Niccolini ha ben tenuto presente quella vicenda, e tra i personaggi della storia appaiono un medico e un infermiere. Puntellano i deliri del nostro e poi lo liberano, ricordando come gli ospedali psichiatrici siano stati chiusi. Lui, Oreste, che qui si immagina rinchiuso a Imola, si inoltra verso la stazione, ma viene subito rigettato nelle stanze manicomiali dalla follia insanguinata del traffico e dalla cattiveria derisoria delle persone che capiscono che non è “tanto a posto”. Tra deliri, apparizioni della sorella, di un fantasmatico compagino di reclusione, del padre, della madre, dei sogni di spiccare il volo verso altri mondi, la Russia, lo spazio planetario, lo spettacolo sembra, per un buon tempo, adagiarsi in una stasi principalmente descrittiva dei caratteri. Ma quel ritmo serve, è funzionale, assai necessario a creare il personaggio e a insinuare in noi vari tarli. Dopo il tentativo di uscita tutto si accelera e lo psichiatra fa riaffiorare a coscienza l’evento che ha scatenato la follia: la visione dell’uccisione del padre da parte della madre (e del suo amante) e il successivo ritorno nella casa di lei di Oreste per vendicare il genitore. Allora capiamo che la sorella, morta bambina divorata dai maiali per una grave distrazione del padre per motivi di lavoro, è l’Ifigenia sacrificata da Agamennone, e che quel balletto di fantasmi, risolto con i bei fumetti di Andrea Bruno, sono le Erinni che tormentano la coscienza di Oreste e come il misterioso amico altro non è che un dio che facilita i passaggi, le trasmutazioni.

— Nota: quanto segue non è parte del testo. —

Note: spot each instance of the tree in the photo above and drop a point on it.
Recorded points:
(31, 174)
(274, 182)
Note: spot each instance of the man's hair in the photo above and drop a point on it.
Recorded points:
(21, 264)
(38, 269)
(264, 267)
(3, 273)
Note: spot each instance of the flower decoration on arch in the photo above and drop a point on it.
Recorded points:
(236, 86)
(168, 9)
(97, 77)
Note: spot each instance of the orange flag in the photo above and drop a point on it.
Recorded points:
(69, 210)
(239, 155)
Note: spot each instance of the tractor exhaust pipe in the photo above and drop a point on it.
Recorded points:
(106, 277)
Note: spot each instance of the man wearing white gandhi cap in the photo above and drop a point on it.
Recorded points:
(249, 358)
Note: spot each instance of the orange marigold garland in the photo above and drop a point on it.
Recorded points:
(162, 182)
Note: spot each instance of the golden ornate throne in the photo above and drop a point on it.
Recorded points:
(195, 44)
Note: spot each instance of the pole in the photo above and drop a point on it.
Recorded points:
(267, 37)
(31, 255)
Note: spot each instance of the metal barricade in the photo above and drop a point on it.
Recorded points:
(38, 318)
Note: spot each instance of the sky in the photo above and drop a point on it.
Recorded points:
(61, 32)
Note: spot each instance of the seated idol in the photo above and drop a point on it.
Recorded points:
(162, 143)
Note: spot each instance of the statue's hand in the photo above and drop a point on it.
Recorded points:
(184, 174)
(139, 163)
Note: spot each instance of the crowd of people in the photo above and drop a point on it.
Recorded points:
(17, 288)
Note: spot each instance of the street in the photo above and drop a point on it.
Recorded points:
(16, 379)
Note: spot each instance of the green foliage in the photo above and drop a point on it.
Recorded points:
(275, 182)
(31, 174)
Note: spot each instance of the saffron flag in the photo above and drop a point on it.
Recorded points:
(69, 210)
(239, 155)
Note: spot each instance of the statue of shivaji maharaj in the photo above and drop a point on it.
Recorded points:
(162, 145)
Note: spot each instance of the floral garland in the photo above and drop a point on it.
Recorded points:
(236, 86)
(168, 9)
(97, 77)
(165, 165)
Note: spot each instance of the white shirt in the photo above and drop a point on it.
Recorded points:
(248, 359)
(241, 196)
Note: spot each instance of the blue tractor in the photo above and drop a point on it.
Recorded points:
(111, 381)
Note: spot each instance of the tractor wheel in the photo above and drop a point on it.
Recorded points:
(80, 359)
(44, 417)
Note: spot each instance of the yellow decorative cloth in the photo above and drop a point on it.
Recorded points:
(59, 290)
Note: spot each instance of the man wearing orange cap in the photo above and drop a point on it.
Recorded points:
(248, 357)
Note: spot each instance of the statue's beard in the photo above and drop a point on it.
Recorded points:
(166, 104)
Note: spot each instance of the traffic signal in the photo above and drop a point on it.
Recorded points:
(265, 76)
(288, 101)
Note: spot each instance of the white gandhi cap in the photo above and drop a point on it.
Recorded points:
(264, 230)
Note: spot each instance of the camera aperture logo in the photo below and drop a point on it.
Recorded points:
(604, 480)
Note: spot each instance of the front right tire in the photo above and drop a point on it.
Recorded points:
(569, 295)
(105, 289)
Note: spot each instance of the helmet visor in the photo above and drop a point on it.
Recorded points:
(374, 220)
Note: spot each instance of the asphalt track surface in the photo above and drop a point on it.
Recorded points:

La materia, che ha qualche incoerenza drammaturgica, è resa magistralmente da Claudio Casadio con fare “distratto”, come se fosse sempre parlato da un’altra dimensione, da altre voci, oltre quelle che vediamo materializzarsi in figure: infantile, regredito, felice solo quando riesce totalmente a censurare il troppo sangue che ha costellato la sua storia, a cullarsi nell’illusione e nel gioco del viaggio interplanetario, a perdersi in un’antica, nostalgica canzone che chiede di parlare d’amore.
Di L’Oreste. Quando i morti uccidono i vivi si può leggere il libro con i disegni di Andrea Bruno, pubblicato nel 2021 da Poliniani.